Rail-thin, with a lit cigarette stuck on the end of his guitar, Bonzai was a fixture on Wichita’s music scene for 30 years, specializing in the blazing-fast, distorted style known as “shredding.” But he worked in just about every style of band there is, from rhythm and blues and funk to heavy metal, with bandmates of every age, gender, race and background.

“Bonzai is amazing,” said Main McMahon, a former bandmate who’s organizing the event. “To me, he was my guitar hero. He just never got discovered.”

To hear Young tell it, he might never have found his passion for music if he hadn’t moved to Wichita as a kid. Both his parents were musicians — his father headed a college music department — and they started Young on violin as a child. He later switched to guitar, but without much interest.

“I had hardly ever heard popular music,” Young said. “My dad was pretty strict. Once we moved to Wichita, I fell in with probably a bad crowd. I heard rock music for the first time. Particularly, I heard metal and funk — really what I would call guitar-heavy music.

“I had never heard that sound in my life. I looked around and saw how much everybody revered these (musicians). I thought to myself, I kind of know how to play. Let me mess around and see what I can come up with. One thing led to another.”

The bands he played with included Critical Condition, Merging Traffic, Out of the Blue, The Difference, Sherry Cowan and The Confessions, Shawn Kail Band, Freak Machine, Sondra LaVonne Band and Osmosis.

As for the musicians he played with, there are way too many to name. For years, Bonzai hosted open jams at Kara’s — later the now-defunct Studio — and Central Brews and Blues. As uneven and ragged as those unrehearsed sessions can be, he loved them as well.

At one point he moved to Hollywood, trying to break into the music business. He returned to Wichita when he realized there were “a zillion” other people there with the same idea.

Depressed, he didn’t play for a year. But when he started performing again, he realized he had made it in the music business to some extent.

“I was playing my guitar and making a living at it,” he said. “Probably for 10 years I played five, six, seven nights a week.”

As familiar as Young is to many music fans here, there are a couple of things about him that might come as a surprise. The nickname? He gave it to himself, but every time somebody asked about it, he tried to come up with a more outrageous story about its origin. His weirdly shaped guitars? He modified them himself with a hand file. His most recent gigs? In a church.

Today, Young spends his days hooked up to an oxygen tank. He blames smoking for his emphysema. “I smoked a lot when I smoked,” he said. He played his last club gig two years ago, too weak to perform even when bandmates carried his gear.

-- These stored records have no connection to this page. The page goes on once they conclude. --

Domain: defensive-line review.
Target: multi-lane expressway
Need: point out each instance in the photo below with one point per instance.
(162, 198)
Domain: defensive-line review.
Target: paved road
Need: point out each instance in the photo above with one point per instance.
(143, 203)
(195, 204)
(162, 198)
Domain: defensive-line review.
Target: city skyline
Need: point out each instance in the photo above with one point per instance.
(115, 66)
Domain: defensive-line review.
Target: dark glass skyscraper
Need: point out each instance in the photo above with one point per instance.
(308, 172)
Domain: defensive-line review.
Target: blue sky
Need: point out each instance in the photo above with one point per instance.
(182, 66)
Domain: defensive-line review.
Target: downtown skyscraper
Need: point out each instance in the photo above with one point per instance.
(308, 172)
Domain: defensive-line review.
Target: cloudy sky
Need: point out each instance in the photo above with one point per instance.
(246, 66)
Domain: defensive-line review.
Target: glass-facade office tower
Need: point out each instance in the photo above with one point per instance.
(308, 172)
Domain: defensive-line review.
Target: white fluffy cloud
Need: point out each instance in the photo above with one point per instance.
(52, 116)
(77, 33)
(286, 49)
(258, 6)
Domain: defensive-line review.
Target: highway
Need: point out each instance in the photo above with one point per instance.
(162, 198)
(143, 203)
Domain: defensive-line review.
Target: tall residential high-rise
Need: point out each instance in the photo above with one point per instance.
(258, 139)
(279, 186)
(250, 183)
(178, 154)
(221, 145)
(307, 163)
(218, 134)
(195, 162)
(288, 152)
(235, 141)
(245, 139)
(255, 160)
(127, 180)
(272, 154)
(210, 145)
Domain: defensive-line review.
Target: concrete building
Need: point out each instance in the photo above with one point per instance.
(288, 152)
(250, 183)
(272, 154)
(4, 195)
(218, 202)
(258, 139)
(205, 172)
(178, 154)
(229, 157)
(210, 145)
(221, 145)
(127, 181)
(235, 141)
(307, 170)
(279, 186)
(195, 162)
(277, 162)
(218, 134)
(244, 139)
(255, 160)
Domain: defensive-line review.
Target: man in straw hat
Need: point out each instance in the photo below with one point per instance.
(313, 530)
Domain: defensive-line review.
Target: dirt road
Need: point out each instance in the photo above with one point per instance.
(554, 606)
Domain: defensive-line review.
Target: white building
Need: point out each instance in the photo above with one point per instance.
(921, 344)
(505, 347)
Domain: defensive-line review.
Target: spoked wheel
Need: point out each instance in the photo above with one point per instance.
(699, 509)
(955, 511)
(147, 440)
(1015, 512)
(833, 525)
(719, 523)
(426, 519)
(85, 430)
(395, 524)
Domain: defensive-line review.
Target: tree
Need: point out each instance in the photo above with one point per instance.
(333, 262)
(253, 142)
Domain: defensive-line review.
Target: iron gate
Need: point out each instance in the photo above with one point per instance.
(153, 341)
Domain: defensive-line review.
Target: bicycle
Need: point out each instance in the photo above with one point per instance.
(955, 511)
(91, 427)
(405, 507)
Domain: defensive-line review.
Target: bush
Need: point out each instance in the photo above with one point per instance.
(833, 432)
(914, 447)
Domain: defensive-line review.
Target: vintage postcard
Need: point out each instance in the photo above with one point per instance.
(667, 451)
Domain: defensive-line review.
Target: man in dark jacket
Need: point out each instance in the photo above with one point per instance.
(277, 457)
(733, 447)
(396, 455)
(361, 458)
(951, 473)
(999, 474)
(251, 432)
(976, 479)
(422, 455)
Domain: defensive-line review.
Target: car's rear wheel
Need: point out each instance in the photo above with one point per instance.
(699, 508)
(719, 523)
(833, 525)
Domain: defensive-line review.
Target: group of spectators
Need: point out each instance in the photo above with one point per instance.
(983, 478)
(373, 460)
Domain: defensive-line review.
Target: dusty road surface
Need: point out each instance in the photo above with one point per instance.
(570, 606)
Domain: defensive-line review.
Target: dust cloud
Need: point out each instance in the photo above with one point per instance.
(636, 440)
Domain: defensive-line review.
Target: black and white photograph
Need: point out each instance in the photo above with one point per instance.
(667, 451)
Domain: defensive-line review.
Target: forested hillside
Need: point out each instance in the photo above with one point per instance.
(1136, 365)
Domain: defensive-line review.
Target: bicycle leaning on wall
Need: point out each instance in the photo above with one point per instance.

Doctors have told him he probably won’t live much longer, he says. Asked how he’d liked to be remembered, he said, “I was always trying to do something that was entertaining and original at the same time. I was always trying to invent what I was doing rather than imitate somebody else.”

He’d like to feel better enough at least once to return to church, where he says his guitar style meshes surprisingly well with a choir.

“They want me to jump in and shred,” Young said. “They want me to flat motor it. I can’t even describe it. It’s definitely far and away.”

If you go

Benefit concert for Bonzai

What: A day of music to benefit Bryan “Bonzai” Young. Music by Kevin Cook, The Sleepy Truckers, Rudy Love, The Difference, Sondra LaVonne Band, Barry Harris, Ray Drew and others; auction of Bonzai CDs and memorabilia; barbecue.

Where: The Boulevard, 900 S. George Washington Blvd.